Improving Craigslist's Classification
Optimized Craigslist's classification system by creating an algorithm combining LSTM and Random Forest for Text and Image Classification respectively, reducing misclassifications by 31%.
Overview:
This project aimed to optimize Craigslist's classification system for its computer and computer parts listings. By developing a sophisticated algorithm that combines Long Short-Term Memory (LSTM) networks for text classification and Random Forest for image classification, we achieved a significant reduction in misclassifications by 31%.
Challenges Addressed:
Frequent misclassification of items leading to inefficient searches and user frustration.
Improving the discoverability of accurately listed items to bolster market efficiency.
Solution:
Text Classification: Implemented a comprehensive NLP pipeline including tokenization, stopwords removal, stemming, lemmatization, and TF-IDF vectorization.
Image Classification: Utilized preprocessing steps such as resizing, normalizing, and converting images to RGB color space.
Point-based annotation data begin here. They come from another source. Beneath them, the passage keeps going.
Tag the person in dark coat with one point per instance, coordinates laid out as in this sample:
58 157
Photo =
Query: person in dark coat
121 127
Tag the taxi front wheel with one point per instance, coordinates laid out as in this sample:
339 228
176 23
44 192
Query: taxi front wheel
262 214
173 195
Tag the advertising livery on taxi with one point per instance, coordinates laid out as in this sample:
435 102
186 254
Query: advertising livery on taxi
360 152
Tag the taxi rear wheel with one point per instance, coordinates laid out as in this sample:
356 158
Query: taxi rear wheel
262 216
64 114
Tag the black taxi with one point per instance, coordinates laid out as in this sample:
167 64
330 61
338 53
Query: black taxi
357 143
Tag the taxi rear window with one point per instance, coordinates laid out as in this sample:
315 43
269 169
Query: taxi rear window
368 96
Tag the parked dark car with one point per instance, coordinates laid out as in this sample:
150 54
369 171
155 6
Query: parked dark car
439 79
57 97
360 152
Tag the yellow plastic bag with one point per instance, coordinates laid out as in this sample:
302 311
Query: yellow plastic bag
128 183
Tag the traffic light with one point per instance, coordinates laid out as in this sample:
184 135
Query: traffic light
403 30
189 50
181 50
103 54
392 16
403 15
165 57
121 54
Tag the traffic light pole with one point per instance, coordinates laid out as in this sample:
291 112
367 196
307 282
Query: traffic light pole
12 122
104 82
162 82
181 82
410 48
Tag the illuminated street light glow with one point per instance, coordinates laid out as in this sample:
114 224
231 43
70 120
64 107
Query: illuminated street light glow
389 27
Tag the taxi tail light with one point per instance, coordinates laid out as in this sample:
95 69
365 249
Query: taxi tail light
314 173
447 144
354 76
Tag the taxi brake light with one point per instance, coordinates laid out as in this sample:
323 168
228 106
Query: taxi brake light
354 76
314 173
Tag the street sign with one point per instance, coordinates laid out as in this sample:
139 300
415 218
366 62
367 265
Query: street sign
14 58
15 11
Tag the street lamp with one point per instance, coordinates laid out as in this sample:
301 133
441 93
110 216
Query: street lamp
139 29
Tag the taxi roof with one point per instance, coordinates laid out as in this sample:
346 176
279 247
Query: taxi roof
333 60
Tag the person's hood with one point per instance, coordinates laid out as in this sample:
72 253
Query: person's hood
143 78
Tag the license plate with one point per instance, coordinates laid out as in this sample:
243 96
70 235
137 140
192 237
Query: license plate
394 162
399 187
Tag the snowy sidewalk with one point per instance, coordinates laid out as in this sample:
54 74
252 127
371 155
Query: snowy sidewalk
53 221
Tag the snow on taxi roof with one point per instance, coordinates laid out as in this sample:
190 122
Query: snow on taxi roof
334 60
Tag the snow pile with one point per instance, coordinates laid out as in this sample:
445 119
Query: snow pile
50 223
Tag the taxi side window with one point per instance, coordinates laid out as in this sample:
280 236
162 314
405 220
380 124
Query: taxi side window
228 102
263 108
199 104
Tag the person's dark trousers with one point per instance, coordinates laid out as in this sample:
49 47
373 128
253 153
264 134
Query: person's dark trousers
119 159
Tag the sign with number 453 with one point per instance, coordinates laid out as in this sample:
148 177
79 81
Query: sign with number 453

The Convolutional Neural Network (CNN) and Random Forest models were applied to classify images.
Algorithm: Combined LSTM and Random Forest models to leverage the strengths of both text and image data for accurate classification.
Performance: Achieved a 19.7% misclassification rate on Craigslist test data, significantly lower than the platform's previous rate of ~30-40%.
Impact:
User Experience: Enhanced search precision, reducing user frustration and improving the overall experience.
Operational Efficiency: Decreased the need for manual oversight, reducing operational costs.
Monetization Opportunities: Improved categorization paves the way for new revenue streams through targeted advertising and premium listing features.